Forum Moderators: open
Just seen this bot come by today, obeyed Robots.txt enough to take it read it and leave without problem. The link in the User-Agent doesn't work but they do have a FAQ page which covers the basics. They are currently claiming they are trying to get 501(c)3 status as a Non-Profit "CommonCrawl Foundation". They are using the same line of creating a new wave of search engine but do not fully state anything other then that. After reading there FAQ I found that this web crawler is based off of Nutch crawler (this is noted in the FAQ).
Current Range Listed on the website for this bot is.
38.103.63.16 through 38.103.63.18
IMO there are just way too many of these, most of which disobey robots.txt. If these companies end up succeeding with their business models and they also contribute to mine, then I'll reevaluate them on a case by case basis once they start using their own unique UA.
I just ban "nutch" across the board.
That won't help you in this case since it uses "ccbot" as it's robot name.
Now you know why I whitelist ;)
OK, actually the crawlers using gibberish strings like "qwewyeowueouweoiu wieuwoie" caused me to whitelist but nutch and heritrix variations would've pushed me in the same direction inevitably so the end result would've been the same.

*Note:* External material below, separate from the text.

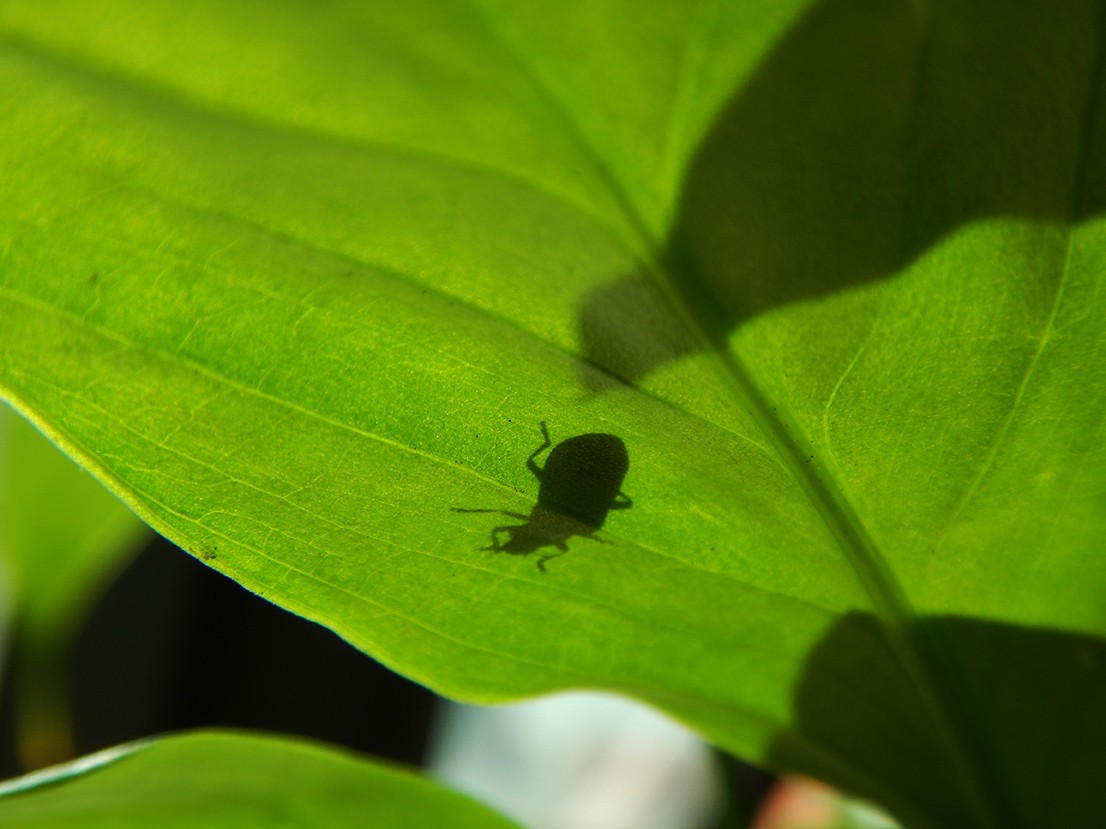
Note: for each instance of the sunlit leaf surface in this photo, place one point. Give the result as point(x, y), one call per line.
point(300, 281)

I just ban "nutch" across the board.That won't help you in this case since it uses "ccbot" as it's robot name.
Well, I didn't know the UA string since the OP didn't post it. The thread title is:
CCBot
another Nutch Variant
I agree that white listing is the way to go for some sites. I do it on a small scale for a dozen UAs. At some point I may expand white listing across the board to see how well it works for me.